There isn't total agreement on the threshold of testosterone value below which a man would be considered hypogonadal. (Currently there are no standards as to when to treat women.) Testosterone can be measured as "free" (that is, bioavailable and unbound) or more commonly, "total" (including the percentage which is chemically bound and unavailable). In the United States, male total testosterone levels below 200 to 300 ng/dl from a morning sample are generally considered low. However these numbers are typically not age-adjusted, but based on an average of a test group which includes elderly males with low testosterone levels. Therefore a value of 300 ng/dl might be normal for a 65 year old male, but not normal for a 30 year old. Identification of inadequate testosterone in an aging male by symptoms alone can be difficult. The signs and symptoms are non-specific, and might be confused with normal aging characteristics, such as loss of muscle mass and bone density, decreased physical endurance, decreased memory ability and loss of libido.
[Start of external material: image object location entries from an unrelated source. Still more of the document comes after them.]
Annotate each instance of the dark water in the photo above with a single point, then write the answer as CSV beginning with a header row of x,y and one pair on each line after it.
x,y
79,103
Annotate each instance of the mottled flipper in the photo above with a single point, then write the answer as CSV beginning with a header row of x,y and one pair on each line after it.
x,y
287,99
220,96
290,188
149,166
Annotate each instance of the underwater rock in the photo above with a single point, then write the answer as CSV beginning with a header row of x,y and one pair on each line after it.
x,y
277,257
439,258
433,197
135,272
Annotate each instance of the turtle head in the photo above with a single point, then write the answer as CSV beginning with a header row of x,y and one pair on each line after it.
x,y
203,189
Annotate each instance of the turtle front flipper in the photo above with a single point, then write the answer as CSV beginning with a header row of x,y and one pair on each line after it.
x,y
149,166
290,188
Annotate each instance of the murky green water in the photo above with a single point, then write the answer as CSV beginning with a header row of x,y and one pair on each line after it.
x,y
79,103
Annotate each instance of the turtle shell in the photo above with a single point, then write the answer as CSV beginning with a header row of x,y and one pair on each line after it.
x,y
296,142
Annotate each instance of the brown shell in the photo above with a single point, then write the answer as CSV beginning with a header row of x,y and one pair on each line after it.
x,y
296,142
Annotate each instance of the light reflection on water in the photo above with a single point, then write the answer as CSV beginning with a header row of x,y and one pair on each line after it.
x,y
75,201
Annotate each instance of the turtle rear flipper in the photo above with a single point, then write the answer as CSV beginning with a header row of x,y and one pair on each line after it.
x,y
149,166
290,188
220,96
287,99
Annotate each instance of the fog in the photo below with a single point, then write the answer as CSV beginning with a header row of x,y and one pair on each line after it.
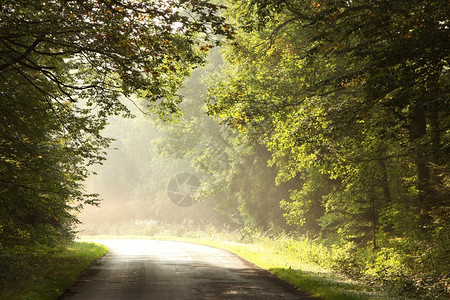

Replacement therapy can take the form of injectable depots, transdermal patches and gels, subcutaneous pellets and oral therapy. Adverse effects of testosterone supplementation include minor side effects such as acne and oily skin, and more significant complications such as increased hematocrit, exacerbation of sleep apnea and acceleration of pre-existing prostate cancer growth. Exogenous testosterone also causes suppression of spermatogenesis and can lead to infertility. It is recommended that physicians screen for prostate cancer with a digital rectal exam and PSA (prostate specific antigen) level prior to initiating therapy, and monitor hematocrit and PSA levels closely during therapy.
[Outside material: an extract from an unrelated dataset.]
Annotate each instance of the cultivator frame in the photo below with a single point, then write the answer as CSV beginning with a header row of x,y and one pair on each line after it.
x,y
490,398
Large scale trials to assess the efficiency and long-term safety of testosterone are still lacking. Many caution against embracing testosterone replacement therapy because of lessons from the female hormone replacement therapy trials, where initially promising results were later refuted by larger studies. Still, testosterone replacement therapies in women to treat/prevent osteoporosis have yet to show the risks now shown with estrogen replacement therapies.